Since TRCs are the most common crystalloids found in PA, some authors suggest that TRC can serve as a non-cellular morphologic marker of salivary gland neoplasia which might be helpful in paucicellular smears. This case report also aims to emphasize the importance of this novel observation to the novice budding cytopathologists.


The authors declare that they have no competing interests.


Each author has participated sufficiently in the work and takes public responsibility for appropriate portions of the content of this article. All authors read and approved the final manuscript.

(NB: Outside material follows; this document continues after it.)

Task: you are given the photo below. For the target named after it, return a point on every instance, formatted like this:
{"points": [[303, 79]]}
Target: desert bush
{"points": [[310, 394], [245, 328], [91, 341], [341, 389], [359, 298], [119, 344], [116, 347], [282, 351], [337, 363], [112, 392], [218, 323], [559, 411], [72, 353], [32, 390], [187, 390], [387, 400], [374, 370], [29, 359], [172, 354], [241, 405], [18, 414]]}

Each author acknowledges that the final version was read and approved.


As this is case without identifiers, our institution does not require approval from the Institutional Review Board (IRB) (or its equivalent).

LIST OF ABBREVIATIONS (In alphabetic order)

FNAC – Fine-needle aspiration cytology

TRCs – Tyrosine-rich crystalloids

CCs – Collagenous crystalloids

ACs – Alpha-amylase crystalloids

COCs – Calcium oxalate crystals

PA – Pleomorphic adenoma


To ensure the integrity and highest quality of CytoJournal publications, the review process of this manuscript was conducted under a double-blind model (authors are blinded for reviewers and vice versa) through automatic online system.